For most political observers it is almost axiomatic that crowds at public rallies and meetings do not necessarily reflect voting preferences. In the case of the Modi meeting, this understanding is probably even truer. Many of those attending the meeting probably just went to it to see Modi on the podium and hear him speak, because without any doubt the prime minister is both a charismatic leader and powerful orator. Many of these people will probably vote for the Trinamool next year.
Whatever the attendance may have been, the meeting also served to place under the spotlight the bumbling of the Bengal BJP unit. First, there was the inability to exercise due diligence in organising the meeting, which indirectly led to the collapse of the marquee, injuring almost a hundred persons. The assumption that various agencies of the state were guilty of negligence does not absolve the BJP brass. Initially, state BJP president alleged a conspiracy, blaming the state government for the fiasco. On Thursday, however, he owned responsibility, citing the inexperience of the party in organising meetings of such magnitude. Media reports quoted BJP ‘insiders’ as having said this was a clear indication that the teams sent to investigate had found no fault with the administration.
Then, of course, was the very public showdown between Union minister Babul Supriyo and state president Dilip Ghosh. The reasons for it need not detain us, nor is it necessary for us to adjudicate in the dispute. But the very fact that two of the most senior leaders in the state went toe to toe at the venue, even though it happened before the prime minister arrived, says a lot about the state of the leadership. Read that alongside the profiles of the top leaders of the Bengal BJP, most of them are political flyweights with very little statewide connect, and you don’t really see a recipe for regime change.
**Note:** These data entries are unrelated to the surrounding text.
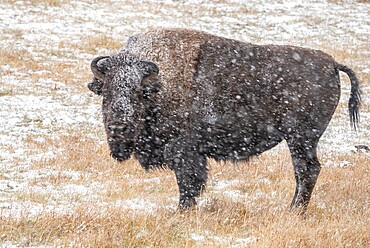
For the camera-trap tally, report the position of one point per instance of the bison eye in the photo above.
(96, 86)
(117, 129)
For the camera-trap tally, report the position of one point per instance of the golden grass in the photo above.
(336, 216)
(257, 217)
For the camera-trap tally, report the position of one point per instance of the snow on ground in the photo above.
(30, 107)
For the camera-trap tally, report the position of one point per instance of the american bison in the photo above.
(173, 97)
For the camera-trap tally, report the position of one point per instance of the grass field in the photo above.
(60, 188)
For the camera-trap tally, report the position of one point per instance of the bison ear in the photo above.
(148, 68)
(150, 83)
(96, 86)
(100, 66)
The themes the prime minister chose to attack the ruling party, too, were, on the face of it, less than inspired. The characterisation of the current dispensation as a syndicate raj was legitimate, even if par for the course. But Modi’s constant references to the agricultural sector does not appear to be a fruitful line of attack. It would have been understandable had Modi highlighted the increase in the minimum support price for a number of kharif crops, but he chose also to harp on the promise that farm incomes would be doubled by 2022, while attacking the Trinamool’s record.
After four years, and amid the debris of unfulfilled promises, that wouldn’t have cut much ice with the farmers at the rally, especially because it is not inevitable that the BJP will be in power this time next year. In any case, since the Trinamool came to power in 2011, Bengal’s performance in the farm sector has been above the national average, even if somewhat erratic. A Trinamool statement pointed out, citing a parliamentary report, that in the first quarter of 2017 the number of farmers’ suicides in Bengal was zero compared to 635 in Maharashtra.
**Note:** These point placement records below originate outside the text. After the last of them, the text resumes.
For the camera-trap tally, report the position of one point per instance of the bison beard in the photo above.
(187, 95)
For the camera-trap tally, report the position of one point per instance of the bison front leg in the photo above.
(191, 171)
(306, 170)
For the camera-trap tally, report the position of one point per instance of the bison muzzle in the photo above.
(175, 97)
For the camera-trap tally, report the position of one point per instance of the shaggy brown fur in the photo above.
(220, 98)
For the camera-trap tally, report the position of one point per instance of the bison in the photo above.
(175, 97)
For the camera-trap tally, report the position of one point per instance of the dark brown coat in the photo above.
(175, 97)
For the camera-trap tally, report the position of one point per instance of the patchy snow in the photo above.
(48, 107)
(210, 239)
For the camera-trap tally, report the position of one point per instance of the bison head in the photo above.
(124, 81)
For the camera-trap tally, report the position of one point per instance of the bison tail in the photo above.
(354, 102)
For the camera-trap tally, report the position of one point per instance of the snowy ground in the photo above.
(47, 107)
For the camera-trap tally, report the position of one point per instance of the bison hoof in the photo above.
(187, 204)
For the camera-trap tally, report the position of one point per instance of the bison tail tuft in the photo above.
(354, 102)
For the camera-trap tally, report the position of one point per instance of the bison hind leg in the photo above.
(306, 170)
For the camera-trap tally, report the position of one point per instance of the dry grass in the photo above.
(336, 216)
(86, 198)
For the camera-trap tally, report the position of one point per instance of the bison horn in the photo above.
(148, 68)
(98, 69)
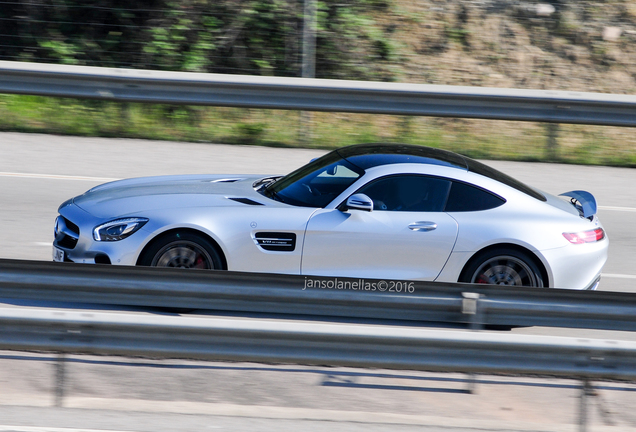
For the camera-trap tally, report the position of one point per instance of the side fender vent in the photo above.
(278, 242)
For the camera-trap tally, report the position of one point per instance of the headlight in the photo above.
(118, 229)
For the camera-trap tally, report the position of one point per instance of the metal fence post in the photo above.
(309, 64)
(60, 379)
(471, 307)
(552, 145)
(586, 390)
Add to that a counter-intuitive fact. Though the Trinamool government has the image of being a poor performer when it comes to managing the economy, official statistics show that under Chief Minister Mamata Banerjee, Bengal has become one of the top performers in terms of per capita net state domestic product growth. Critics could legitimately say that this is because Bengal has been growing from a low baseline, but politically that nicety doesn’t mean much, especially if the people experience the fruits of growth, however small, on the ground. The indications are that this is happening. In other words, the prime minister may have been incompletely briefed.
Modi predicted at the rally that the Trinamool government would collapse in a few months. He was obviously grandstanding. In fact, there is every indication that the Trinamool will sweep the 2019 Lok Sabha elections and the 2021 Assembly elections. In Bengal, the BJP has a long wait ahead of it.